Oh man, be very careful with that. I don't know about AWS specifically, but many of those big tech companies have powerful ways to get you, and they often use them. You may be silently blacklisting yourself from being an AWS customer in the future. As they are fond of saying, cancelling the card is not cancelling the service. You still owe the money!
These fears are why I never use AWS, GCP, Azure, etc and prefer something simple like DigitalOcean where I just add money to my funds via PayPal. If I exceed the limit, they shut down my account. Highly preferable than accidentally getting banned from say Google and losing my gmail where I access incredibly important things like healthcare, finances, utilities, etc.
Same, most of the time, although I don't use Digital Ocean much after a client of mine issued a charge back having forgotten what "Digital Ocean" was (even though I explained it several times). before talking to me, they locked my admin panel so I was completely unable to fix a production issue. Then when I discovered what had happened they took several business days to "unlock" my admin panel. I suffered a pretty big reputation hit with my clients and was put in a position I NEVER want to be in again: "sorry normally it would take me 5 minutes to get the site back up, but it's gonna be <unknown> number of days until DO decides to unlock my account, long after I gave an updated credit card and paid the balance. I use Linode now, and hopefully Akamai won't mess that up.
Ah that's a shame, I've never had much issues luckily and heard good things about Linode. I believe they are cheaper than DO now too.

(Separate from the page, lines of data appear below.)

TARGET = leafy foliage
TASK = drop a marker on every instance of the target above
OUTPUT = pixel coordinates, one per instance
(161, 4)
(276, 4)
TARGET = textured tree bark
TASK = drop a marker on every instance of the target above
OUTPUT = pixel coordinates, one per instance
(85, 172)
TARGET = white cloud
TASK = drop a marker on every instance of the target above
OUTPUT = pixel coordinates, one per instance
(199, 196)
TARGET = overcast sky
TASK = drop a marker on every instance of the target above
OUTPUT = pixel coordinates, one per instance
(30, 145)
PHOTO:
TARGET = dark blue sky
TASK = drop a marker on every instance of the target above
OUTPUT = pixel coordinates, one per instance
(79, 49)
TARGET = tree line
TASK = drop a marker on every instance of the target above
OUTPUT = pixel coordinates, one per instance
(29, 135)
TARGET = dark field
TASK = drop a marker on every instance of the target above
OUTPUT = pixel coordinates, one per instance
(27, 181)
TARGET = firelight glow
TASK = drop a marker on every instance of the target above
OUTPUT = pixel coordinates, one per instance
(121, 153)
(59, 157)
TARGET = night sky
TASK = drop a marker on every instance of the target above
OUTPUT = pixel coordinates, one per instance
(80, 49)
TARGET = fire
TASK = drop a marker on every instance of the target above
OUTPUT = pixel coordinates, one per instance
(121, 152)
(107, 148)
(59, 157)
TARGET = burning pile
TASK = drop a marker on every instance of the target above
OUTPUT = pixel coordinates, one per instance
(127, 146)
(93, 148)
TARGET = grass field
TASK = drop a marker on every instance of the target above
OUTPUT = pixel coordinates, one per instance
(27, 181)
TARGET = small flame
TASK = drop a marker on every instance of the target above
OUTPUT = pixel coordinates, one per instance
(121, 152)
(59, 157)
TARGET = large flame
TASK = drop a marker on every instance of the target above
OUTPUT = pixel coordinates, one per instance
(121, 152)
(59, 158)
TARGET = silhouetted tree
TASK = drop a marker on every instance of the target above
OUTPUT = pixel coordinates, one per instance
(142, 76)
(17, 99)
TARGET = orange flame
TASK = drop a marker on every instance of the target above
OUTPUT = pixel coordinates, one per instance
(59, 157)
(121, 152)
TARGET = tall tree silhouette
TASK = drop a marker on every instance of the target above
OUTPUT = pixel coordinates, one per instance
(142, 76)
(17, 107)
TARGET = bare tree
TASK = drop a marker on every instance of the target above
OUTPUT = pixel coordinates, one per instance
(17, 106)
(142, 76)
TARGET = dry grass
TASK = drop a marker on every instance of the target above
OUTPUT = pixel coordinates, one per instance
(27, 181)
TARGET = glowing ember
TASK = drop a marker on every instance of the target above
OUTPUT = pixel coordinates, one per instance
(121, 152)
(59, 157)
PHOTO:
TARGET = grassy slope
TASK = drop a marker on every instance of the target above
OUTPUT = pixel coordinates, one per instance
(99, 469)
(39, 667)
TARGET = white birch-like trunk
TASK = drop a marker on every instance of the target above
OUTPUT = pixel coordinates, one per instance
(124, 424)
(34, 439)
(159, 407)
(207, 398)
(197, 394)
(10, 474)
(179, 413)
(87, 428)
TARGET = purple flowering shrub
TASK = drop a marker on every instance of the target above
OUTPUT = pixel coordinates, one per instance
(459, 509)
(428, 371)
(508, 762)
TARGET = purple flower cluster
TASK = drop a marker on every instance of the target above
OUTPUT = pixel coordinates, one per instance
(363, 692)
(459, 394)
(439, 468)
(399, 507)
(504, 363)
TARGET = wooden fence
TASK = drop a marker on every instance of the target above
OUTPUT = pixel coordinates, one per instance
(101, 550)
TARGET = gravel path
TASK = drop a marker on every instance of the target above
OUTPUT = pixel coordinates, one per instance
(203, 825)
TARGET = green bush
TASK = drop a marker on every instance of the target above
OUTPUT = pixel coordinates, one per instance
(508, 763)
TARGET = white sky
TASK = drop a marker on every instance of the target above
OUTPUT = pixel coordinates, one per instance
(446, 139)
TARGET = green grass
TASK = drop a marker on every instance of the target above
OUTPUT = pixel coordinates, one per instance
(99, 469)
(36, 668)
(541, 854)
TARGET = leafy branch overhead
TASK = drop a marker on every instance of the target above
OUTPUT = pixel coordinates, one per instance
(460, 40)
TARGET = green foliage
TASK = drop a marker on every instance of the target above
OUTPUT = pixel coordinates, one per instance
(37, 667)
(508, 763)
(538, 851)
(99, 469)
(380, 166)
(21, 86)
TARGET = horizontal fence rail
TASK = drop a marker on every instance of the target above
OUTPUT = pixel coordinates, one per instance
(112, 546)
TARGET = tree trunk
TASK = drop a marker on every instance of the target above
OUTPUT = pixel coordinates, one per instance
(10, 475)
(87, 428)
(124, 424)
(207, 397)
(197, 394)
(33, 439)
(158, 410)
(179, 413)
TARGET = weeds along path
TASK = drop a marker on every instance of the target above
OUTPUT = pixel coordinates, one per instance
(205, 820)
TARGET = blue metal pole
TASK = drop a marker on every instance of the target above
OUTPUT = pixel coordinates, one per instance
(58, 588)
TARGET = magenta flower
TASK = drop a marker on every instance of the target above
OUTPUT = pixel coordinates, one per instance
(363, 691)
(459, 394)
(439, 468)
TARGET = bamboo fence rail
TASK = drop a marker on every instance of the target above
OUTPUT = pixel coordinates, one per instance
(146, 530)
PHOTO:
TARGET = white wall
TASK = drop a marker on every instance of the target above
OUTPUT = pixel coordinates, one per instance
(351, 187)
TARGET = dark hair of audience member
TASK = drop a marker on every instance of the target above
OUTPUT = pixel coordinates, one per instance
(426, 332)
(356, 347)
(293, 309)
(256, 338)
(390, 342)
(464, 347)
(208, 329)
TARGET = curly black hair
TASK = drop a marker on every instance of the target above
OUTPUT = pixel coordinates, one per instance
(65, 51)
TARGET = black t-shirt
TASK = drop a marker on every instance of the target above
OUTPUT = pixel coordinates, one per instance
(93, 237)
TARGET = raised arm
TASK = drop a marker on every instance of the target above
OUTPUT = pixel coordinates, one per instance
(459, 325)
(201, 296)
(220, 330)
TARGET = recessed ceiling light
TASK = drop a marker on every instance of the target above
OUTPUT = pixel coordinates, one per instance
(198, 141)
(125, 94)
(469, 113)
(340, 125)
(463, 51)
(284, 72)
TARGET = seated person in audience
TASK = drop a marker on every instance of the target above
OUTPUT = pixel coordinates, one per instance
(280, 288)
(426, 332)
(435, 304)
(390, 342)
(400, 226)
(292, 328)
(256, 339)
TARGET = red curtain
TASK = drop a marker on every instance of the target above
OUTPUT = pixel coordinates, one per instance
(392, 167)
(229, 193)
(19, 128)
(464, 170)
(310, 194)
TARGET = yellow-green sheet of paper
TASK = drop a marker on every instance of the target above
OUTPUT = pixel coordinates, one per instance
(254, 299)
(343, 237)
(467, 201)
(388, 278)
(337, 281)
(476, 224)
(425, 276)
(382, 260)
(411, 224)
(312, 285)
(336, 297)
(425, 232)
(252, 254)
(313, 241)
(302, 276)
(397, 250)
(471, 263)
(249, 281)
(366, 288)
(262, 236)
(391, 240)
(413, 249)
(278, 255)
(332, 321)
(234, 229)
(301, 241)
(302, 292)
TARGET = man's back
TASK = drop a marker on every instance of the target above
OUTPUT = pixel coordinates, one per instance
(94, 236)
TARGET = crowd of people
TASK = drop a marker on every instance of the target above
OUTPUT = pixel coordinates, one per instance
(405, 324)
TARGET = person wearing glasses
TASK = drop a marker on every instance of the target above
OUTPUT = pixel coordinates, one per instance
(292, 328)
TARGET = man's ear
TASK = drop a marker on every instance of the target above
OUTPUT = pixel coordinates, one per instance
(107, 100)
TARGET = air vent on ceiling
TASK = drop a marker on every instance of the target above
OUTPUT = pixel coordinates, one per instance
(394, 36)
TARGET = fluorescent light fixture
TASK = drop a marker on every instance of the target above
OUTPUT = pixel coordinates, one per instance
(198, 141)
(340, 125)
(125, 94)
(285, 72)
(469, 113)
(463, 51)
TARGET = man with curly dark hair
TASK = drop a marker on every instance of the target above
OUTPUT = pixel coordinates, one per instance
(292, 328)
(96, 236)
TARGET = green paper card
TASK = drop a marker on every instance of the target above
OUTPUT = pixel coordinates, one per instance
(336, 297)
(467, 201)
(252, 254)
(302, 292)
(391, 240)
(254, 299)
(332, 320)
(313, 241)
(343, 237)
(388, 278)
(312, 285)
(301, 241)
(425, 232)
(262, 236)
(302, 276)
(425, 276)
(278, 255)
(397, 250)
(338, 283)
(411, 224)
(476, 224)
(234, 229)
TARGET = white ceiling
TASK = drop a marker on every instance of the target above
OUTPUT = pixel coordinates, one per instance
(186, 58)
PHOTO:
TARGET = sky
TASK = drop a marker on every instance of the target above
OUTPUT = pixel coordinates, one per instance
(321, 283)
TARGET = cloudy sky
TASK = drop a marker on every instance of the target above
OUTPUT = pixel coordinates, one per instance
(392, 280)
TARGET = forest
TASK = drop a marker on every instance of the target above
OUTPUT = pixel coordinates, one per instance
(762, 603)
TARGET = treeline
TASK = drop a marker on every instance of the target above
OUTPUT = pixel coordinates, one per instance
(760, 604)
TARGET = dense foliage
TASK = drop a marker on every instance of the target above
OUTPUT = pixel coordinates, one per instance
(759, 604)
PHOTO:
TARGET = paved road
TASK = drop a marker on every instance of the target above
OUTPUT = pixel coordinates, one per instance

I don’t know for AWS but I did that once as a teenager with another cloud provider and they sent a debt collector to my family home to collect a few euros. The debt collector had a nice fee.
Let me guess, it had two 1s in its name...
Yes.
Related: AWS has an unwritten policy of giving customers one get out of jail free card when they inevitably fuck up. I’ve called upon this once, completely my fault, at work. AWS refunded me over $2,000 USD (at a company small enough for that to be a big number).